We use NGramFilterFactory and EdgeNGramFilterFactory for fuzzy and prefix matches. See below.

Please refer to the geocodr-mv repository for a complex example.

Geocodr mapping

Geocodr loads the definition of your collections from a mapping file. The geocodr and geocodr-api tool use the --mapping option to pass the file name of this mapping file.

The mapping file is a Python script. Each collection is a subclass of geocodr.search.Collection.

Most mapping options can be set by class variables on your custom collection classes. Basic options are class_ and name.

Here is a minimal example:

from geocodr.search import Collection

class Street(Collection):
   class_ = 'address'         # class for grouping similar collections
   class_title = 'Addresses'  # human readable class name
   name = 'streets'           # name of the Solr collection
   title = 'Streets'          # human readable name of the collection

Please refer to the geocodr-mv repository for a complex mapping file.

Exact matches

You need to define qfield with a list (or tuple) of all fields that should be used for searching. Geocodr splits the query string into terms and each term needs to be found in at least one of the qfields. You can apply different boosts by appending the boost value with ^.

For exact matches:

class Street(Collection):
   qfields = (
      SimpleField('city_name') ^ 2.0,
      SimpleField('street_name') ^ 3.0,
   )

A query for ‘rostock amberg’ will query Solr with a query similar to (city_name:rostock or street_name:rostock) and (city_name:amberg or street_name:amberg). Remember that Solr passes each term trough the tokenizer and filter of each field. Depending on your schema, these exact matches are still case insensitive, diacritics (like ä, é, ñ) will be normalized, etc..

Fuzzy matches

We use NGramField for fuzzy search, which accepts incomplete terms and spelling errors:

class Street(Collection):
   qfields = (
      SimpleField('city_name') ^ 2.0,
      NGramField('city_name_ngram') ^ 1.0,
      SimpleField('street_name') ^ 3.0,
      NGramField('street_name_ngram') ^ 1.0,
   )

NGramField requires a Solr field with NGramFilterFactory filter. NGramField builds 3-grams by default. A search term amberg generates the amb, mbe, ber and erg tokens. Solr would return results as soon as a single 3-gram is matched. Since this is not desired for our geocoding, Geocodr builds a Solr phrase search to get finer control of the results. For amberg we search for the phrases amb mbe ber erg and require that at least 3 phrases (n-grams) match. A longer search term tolerates more missing n-grams.

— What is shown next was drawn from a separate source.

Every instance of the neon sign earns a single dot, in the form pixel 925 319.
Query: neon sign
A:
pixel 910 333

The boost for n-gram fields should be lower so that exact matches score higher.

Note that Solr analyzers and filters are not applied. You need to implement any filter in your own subclass. GermanNGramField is such a subclass for fields with NGramFilterFactory and GermanNormalizationFilterFactory.

Prefix matches

A PrefixField can be used to match (partial) post codes:

class Postcodes(Collection):
   qfields = (
      PrefixField('postcode')),
   )

PrefixField requires a Solr field with EdgeNGramFilterFactory filter. Terms are matched from left. The term 123 will generate a Solr query similar to postcode:123*.